OK.  It was just a thought.


> Yes this both challenges and scares me.  Replacing pinblocks is not new
> for me but rebuilding with a plate crack is.  Never replaced a
> soundboard, don't have the knowledge, skills, or tools and am unlikely
> to invest for just that, since my calling is more and more away from
> rebuilding.  The pinblock and new strings I can do for a few hundred
> dollars.  Replacing the board and action,  well --big bucks.  At least
> the action could be done later.  If I were rich, I'd just send you the
> piano and say "go be creative!" and give you a blank check but I don't
> have tens of thousands.
>
> However something should be done about tuning pins so loose that looking
> at them makes them jump down a fifth.

With any project like this if you expect to be able bill for every hour that you
put into it you're bound to end up very frustrated and disappointed.  I would
suggest that you view it as a learning experience.  Fortunately, it's your own
piano.  I would never recommend that you do this type of job on a customers
piano.  At least not without the direct guidance of a more experienced
rebuilder/remanufacturer to guide you.  And to help pick up the pieces.  (Yes,
you should be prepared to pay him/her for the time.)  And, yes.  There are a few
projects of this type in my own deep, dark past.
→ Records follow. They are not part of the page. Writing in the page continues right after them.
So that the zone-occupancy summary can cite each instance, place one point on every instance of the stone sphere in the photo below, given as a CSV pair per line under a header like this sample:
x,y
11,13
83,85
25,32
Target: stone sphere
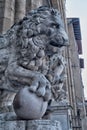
x,y
28,105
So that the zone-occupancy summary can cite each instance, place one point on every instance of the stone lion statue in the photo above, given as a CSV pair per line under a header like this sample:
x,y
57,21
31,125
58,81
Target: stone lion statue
x,y
29,54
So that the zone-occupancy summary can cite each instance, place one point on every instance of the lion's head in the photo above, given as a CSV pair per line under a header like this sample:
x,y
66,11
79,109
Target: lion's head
x,y
43,26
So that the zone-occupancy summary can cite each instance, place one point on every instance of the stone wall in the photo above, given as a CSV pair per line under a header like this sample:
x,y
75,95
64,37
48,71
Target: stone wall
x,y
30,125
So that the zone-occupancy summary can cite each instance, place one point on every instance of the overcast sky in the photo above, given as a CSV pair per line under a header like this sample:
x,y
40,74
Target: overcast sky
x,y
78,8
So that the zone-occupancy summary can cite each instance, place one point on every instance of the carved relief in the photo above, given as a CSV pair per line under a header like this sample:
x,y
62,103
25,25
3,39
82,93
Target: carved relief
x,y
30,56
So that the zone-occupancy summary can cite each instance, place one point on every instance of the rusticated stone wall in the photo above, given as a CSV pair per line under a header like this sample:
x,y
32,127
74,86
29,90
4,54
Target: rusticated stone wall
x,y
30,125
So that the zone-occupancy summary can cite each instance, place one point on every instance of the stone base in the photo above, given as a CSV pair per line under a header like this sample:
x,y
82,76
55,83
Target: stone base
x,y
30,125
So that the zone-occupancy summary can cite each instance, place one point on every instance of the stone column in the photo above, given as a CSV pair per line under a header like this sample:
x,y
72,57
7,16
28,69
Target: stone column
x,y
30,125
6,14
20,9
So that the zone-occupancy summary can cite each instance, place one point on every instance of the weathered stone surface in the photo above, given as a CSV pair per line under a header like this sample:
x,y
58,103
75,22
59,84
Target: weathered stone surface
x,y
28,105
30,125
12,125
30,56
43,125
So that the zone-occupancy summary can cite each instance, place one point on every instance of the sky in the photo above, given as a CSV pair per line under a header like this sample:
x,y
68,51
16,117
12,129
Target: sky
x,y
78,8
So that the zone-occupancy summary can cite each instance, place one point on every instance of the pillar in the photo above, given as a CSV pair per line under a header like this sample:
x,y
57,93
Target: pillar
x,y
20,9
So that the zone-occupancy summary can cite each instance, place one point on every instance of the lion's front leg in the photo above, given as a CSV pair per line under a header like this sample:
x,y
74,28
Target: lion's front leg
x,y
39,84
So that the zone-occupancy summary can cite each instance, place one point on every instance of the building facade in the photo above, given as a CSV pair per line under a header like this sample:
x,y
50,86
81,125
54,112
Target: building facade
x,y
12,11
I agree with your game plan.  In your present circumstance you should
concentrate on the pinblock and plate problem -- well, I'd probably advise my
client to replace the undoubtedly obsolete damper tray as well.  Leave the
action for later.  When the time comes it shouldn't be all that difficult to
design an new keyset and keyframe for the piano.  (Rick Wheeler in Portland,
Oregon is experienced at making new key and keyframe sets from drawings.)  For
now, just worry about the plate and block.